CNN NEWS
POSTED: 6:54 p.m. EDT, April 24, 2007
Lynch's testimony began with a recollection of the March 23, 2003, attack and her purported rescue nine days later.
As she and her fellow 11 soldiers drove through Nassiriya, Iraq, they noticed armed men standing in the streets and on rooftops. Three soldiers were quickly killed when a rocket-propelled grenade slammed into their vehicle, Lynch said.
The other eight died in the ensuing fighting or from injuries suffered during the fighting, she said. Lynch later woke up at Saddam Hussein General Hospital.
"When I awoke, I did not know where I was. I could not move. I could not call for help. I could not fight," she said, explaining she had a six-inch gash in her head and numerous broken bones. "The nurses at the hospital tried to soothe me, and they even tried unsuccessfully at one point to return me to Americans."
On April 1, U.S. troops came for her.
"A soldier came into the room. He tore the American flag from his uniform, and he handed it to me in my hand and he told me, 'We're American soldiers, and we're here to take you home.' And I looked at him and I said, 'Yes, I'm an American soldier, too,' " she recalled.
She was distraught to come home and find herself billed as a hero when two of her fellow soldiers had fought bravely until the firefight's end and another had died after picking up soldiers and removing them from harm's way.
"The American people are capable of determining their own ideals for heroes, and they don't need to be told elaborate lies," she said. "I had the good fortune to come home and to tell the truth. Many soldiers, like Pat Tillman, did not have that opportunity.

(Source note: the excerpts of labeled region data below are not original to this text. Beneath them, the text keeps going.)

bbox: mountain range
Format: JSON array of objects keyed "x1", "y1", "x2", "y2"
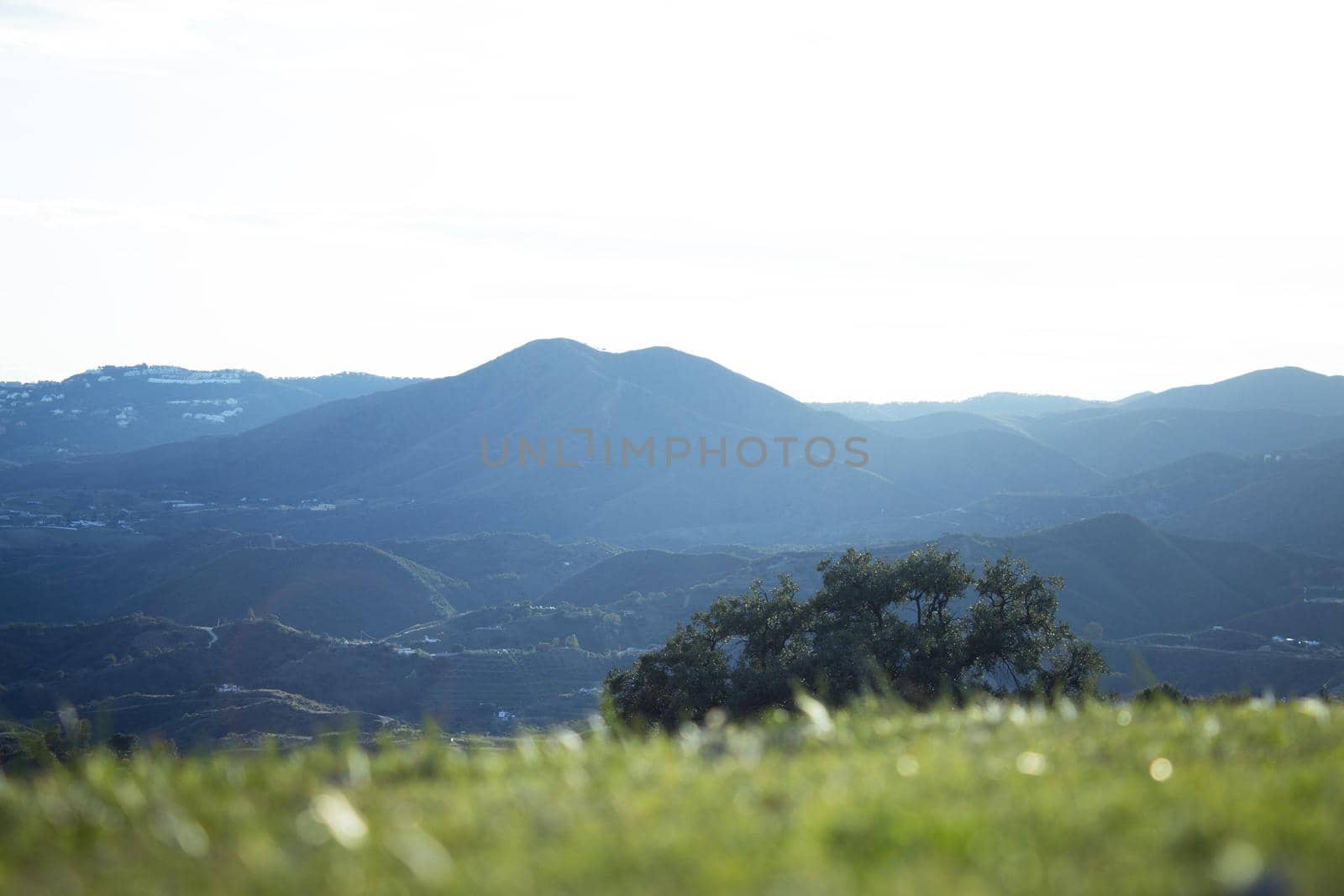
[
  {"x1": 0, "y1": 340, "x2": 1344, "y2": 740},
  {"x1": 0, "y1": 364, "x2": 415, "y2": 464},
  {"x1": 0, "y1": 340, "x2": 1344, "y2": 549}
]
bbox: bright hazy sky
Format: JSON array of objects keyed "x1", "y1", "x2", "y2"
[{"x1": 0, "y1": 0, "x2": 1344, "y2": 401}]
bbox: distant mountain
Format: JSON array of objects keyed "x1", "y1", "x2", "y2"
[
  {"x1": 529, "y1": 515, "x2": 1344, "y2": 638},
  {"x1": 118, "y1": 544, "x2": 454, "y2": 638},
  {"x1": 0, "y1": 348, "x2": 1344, "y2": 548},
  {"x1": 0, "y1": 528, "x2": 618, "y2": 628},
  {"x1": 811, "y1": 392, "x2": 1106, "y2": 421},
  {"x1": 1163, "y1": 457, "x2": 1344, "y2": 556},
  {"x1": 1121, "y1": 367, "x2": 1344, "y2": 415},
  {"x1": 0, "y1": 340, "x2": 1100, "y2": 544},
  {"x1": 0, "y1": 364, "x2": 418, "y2": 466}
]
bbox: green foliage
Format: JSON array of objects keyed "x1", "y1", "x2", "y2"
[
  {"x1": 0, "y1": 701, "x2": 1344, "y2": 896},
  {"x1": 606, "y1": 545, "x2": 1106, "y2": 726}
]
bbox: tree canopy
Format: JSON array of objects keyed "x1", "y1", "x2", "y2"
[{"x1": 606, "y1": 544, "x2": 1106, "y2": 726}]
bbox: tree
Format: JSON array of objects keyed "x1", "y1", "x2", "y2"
[{"x1": 606, "y1": 545, "x2": 1106, "y2": 726}]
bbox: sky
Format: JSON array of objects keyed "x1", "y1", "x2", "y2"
[{"x1": 0, "y1": 0, "x2": 1344, "y2": 401}]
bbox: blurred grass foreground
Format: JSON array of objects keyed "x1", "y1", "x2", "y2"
[{"x1": 0, "y1": 700, "x2": 1344, "y2": 896}]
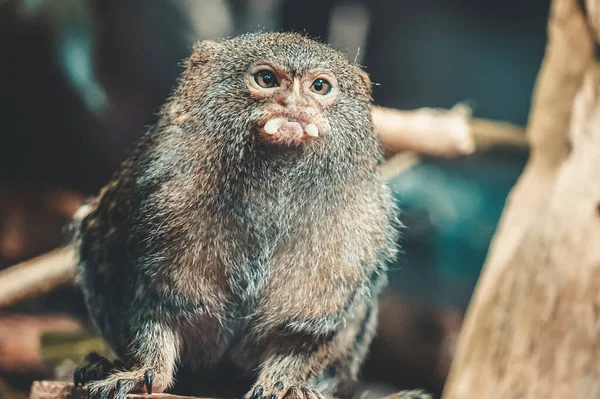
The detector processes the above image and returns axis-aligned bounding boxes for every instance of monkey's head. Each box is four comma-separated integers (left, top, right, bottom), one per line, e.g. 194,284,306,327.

177,33,373,153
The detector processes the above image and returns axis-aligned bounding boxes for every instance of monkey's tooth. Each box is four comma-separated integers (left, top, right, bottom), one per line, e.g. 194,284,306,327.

264,118,287,134
304,123,319,137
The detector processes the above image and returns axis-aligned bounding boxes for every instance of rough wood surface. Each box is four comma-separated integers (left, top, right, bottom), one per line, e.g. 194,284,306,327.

29,381,432,399
29,381,204,399
443,0,600,399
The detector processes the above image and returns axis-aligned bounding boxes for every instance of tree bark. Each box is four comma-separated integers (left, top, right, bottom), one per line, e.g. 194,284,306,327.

443,0,600,399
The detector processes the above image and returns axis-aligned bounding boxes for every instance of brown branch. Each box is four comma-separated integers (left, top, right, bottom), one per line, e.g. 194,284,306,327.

0,106,527,307
29,381,206,399
372,106,528,157
0,247,75,307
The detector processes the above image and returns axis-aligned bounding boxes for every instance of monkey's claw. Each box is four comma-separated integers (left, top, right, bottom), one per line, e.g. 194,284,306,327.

245,381,325,399
88,369,166,399
144,369,154,395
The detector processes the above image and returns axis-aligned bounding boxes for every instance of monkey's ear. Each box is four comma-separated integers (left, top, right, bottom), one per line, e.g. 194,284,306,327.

356,67,373,97
186,40,222,71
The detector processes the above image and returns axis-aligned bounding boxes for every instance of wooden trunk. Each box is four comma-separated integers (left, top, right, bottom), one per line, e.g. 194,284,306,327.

443,0,600,399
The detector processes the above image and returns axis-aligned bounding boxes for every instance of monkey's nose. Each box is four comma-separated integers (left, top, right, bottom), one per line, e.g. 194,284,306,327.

277,93,310,108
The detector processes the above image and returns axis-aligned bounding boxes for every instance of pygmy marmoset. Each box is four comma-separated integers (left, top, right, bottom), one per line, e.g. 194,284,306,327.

74,33,397,399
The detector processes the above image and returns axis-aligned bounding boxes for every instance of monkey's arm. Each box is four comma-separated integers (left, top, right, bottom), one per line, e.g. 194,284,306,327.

82,318,178,399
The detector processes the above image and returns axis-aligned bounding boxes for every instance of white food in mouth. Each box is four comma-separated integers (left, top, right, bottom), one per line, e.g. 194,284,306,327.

263,117,319,137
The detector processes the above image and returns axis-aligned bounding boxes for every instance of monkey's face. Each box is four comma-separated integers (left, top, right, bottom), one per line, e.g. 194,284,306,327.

188,33,373,153
246,61,339,148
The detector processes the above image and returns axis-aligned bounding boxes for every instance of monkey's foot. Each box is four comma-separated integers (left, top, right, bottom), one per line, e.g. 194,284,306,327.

244,380,325,399
73,352,125,387
88,369,167,399
383,389,433,399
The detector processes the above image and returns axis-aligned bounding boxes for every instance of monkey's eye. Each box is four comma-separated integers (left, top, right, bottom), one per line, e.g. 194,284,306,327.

254,69,279,89
310,78,331,95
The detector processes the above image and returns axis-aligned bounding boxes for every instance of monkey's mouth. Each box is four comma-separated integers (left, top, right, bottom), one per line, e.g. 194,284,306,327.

261,116,319,142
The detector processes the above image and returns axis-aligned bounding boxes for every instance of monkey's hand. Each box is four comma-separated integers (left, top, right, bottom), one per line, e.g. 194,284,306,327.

244,353,325,399
87,319,177,399
87,369,165,399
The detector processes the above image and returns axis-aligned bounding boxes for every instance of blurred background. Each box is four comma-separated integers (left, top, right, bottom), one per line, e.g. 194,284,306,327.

0,0,549,398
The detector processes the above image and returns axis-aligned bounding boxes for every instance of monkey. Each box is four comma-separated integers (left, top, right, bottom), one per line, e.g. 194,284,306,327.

73,32,400,399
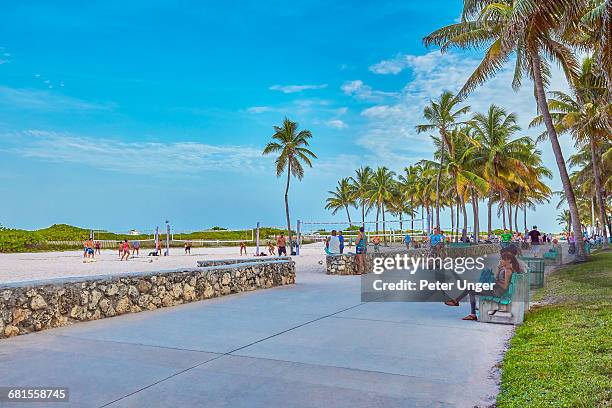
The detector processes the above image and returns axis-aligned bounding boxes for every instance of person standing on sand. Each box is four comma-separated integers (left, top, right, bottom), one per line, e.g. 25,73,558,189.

355,227,368,275
121,239,130,261
276,234,287,256
85,238,94,259
268,241,276,256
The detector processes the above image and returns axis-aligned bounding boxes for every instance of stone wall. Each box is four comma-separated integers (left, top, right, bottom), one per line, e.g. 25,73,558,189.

197,256,291,267
326,244,500,275
0,259,295,338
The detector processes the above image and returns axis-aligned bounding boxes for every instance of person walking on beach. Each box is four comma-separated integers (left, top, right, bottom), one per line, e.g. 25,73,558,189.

325,230,340,255
276,234,287,256
372,235,380,252
404,233,412,250
338,231,344,254
355,227,368,275
499,229,512,248
121,239,130,261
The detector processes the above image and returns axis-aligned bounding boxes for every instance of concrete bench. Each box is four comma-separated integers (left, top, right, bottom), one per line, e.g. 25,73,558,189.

543,248,562,265
478,273,529,324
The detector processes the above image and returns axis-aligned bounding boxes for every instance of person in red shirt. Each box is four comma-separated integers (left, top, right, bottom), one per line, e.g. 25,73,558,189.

121,239,130,261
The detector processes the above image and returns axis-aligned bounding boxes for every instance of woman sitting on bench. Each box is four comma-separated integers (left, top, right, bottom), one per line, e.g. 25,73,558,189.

444,251,521,320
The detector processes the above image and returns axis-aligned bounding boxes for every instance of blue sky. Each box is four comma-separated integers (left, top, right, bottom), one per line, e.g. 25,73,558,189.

0,0,571,231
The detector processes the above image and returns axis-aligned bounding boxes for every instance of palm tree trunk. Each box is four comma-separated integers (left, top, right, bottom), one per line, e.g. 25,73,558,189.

436,143,446,230
344,205,353,226
508,203,512,232
455,195,461,242
376,205,380,235
590,136,608,250
459,194,467,238
487,186,493,238
450,201,455,239
380,203,387,244
514,204,519,232
470,188,480,243
361,201,365,229
410,197,414,234
285,160,293,250
531,54,586,261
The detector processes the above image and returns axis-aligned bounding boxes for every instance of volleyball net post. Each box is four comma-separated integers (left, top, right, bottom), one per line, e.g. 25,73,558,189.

255,221,259,256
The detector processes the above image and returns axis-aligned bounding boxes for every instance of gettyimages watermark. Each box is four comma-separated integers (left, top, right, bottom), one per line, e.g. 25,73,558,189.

361,254,497,302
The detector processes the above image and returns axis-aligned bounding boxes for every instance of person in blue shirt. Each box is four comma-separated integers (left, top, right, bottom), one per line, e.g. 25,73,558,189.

404,234,412,249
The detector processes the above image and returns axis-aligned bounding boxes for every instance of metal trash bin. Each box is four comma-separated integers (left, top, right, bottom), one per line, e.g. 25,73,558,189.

523,257,544,289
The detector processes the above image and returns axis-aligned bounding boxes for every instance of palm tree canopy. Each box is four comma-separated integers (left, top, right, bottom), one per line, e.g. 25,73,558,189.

263,118,317,180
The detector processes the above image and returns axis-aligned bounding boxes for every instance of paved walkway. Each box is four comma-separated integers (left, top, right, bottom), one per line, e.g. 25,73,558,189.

0,253,512,408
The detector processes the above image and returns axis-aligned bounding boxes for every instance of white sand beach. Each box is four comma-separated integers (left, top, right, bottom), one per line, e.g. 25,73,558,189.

0,243,325,284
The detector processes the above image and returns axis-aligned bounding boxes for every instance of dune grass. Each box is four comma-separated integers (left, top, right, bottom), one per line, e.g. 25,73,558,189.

497,251,612,408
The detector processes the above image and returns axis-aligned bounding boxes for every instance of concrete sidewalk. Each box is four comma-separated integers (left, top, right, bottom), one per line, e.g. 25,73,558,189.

0,255,512,408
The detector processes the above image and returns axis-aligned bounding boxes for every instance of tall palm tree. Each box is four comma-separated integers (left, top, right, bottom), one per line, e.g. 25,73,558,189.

368,166,395,240
398,165,420,233
470,105,531,235
325,178,356,225
416,91,470,228
349,166,373,228
423,0,588,260
531,58,612,249
557,210,572,231
263,117,317,252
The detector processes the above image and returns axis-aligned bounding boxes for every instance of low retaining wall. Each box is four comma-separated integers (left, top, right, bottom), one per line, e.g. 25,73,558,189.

197,256,291,268
0,260,295,338
326,244,500,275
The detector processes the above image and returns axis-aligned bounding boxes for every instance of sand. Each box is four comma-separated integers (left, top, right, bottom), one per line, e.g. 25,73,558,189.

0,243,325,284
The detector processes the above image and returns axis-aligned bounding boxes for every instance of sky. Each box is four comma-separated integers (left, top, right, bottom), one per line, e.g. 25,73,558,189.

0,0,573,232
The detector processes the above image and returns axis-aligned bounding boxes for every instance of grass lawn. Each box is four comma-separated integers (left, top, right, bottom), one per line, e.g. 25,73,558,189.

497,251,612,408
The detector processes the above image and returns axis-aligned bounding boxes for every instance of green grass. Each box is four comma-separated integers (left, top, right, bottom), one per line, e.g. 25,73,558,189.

497,252,612,408
0,224,295,252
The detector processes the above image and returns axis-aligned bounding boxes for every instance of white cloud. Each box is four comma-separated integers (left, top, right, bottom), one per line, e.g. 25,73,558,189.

247,106,274,113
347,52,569,178
340,79,397,101
8,130,269,175
0,86,115,112
270,84,327,93
325,119,348,129
369,51,441,75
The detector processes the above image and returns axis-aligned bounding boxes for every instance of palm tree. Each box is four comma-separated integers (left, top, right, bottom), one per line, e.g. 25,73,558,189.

349,166,373,228
423,0,588,260
398,165,420,233
531,58,612,249
416,91,470,228
557,210,572,231
368,166,395,240
470,105,531,235
325,178,356,225
263,117,317,252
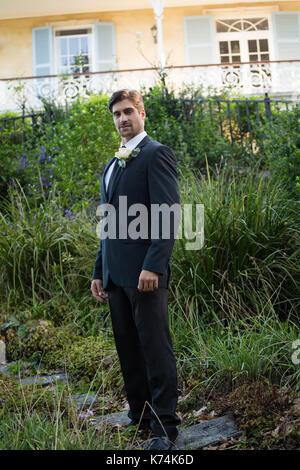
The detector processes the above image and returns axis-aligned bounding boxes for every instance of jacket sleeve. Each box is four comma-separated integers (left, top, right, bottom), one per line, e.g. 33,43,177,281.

142,145,180,275
92,233,102,280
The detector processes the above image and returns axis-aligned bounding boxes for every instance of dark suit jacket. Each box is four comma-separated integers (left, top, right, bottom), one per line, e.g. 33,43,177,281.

93,136,180,289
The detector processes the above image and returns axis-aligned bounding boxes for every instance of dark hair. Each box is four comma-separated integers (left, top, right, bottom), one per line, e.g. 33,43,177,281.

108,89,144,113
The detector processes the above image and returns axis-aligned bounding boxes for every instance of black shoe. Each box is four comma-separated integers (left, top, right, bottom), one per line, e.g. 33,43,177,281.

146,436,175,450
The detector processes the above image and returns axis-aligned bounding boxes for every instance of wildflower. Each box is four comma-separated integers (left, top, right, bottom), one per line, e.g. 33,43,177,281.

39,146,46,163
79,410,94,419
65,209,72,219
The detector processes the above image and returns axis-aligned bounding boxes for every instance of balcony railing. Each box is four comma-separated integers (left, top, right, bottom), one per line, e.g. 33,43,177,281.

0,60,300,112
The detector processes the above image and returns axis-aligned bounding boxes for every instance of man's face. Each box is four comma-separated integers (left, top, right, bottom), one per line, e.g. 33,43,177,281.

112,99,146,144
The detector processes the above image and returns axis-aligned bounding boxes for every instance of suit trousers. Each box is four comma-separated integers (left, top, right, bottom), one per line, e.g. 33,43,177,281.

107,281,180,439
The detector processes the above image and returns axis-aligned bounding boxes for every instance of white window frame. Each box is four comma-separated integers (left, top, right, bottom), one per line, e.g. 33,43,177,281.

203,5,279,65
52,23,95,75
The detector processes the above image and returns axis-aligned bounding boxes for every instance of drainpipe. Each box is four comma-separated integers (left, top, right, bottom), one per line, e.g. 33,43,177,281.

"The truth of war is not always easy. The truth is always more heroic than the hype," she said.
Lynch became a celebrity after U.S. troops filmed what they said was a daring raid on the hospital. Hospital staffers, however, said there were no Iraqi troops at the hospital when the purported rescue took place.
In the March 23, 2003, attack, Lynch, the Army claimed, was shot and stabbed during a fierce gun battle with Iraqi troops that left 11 of her comrades dead. It was later learned that Lynch never fired a shot during the firefight because her gun was jammed with sand.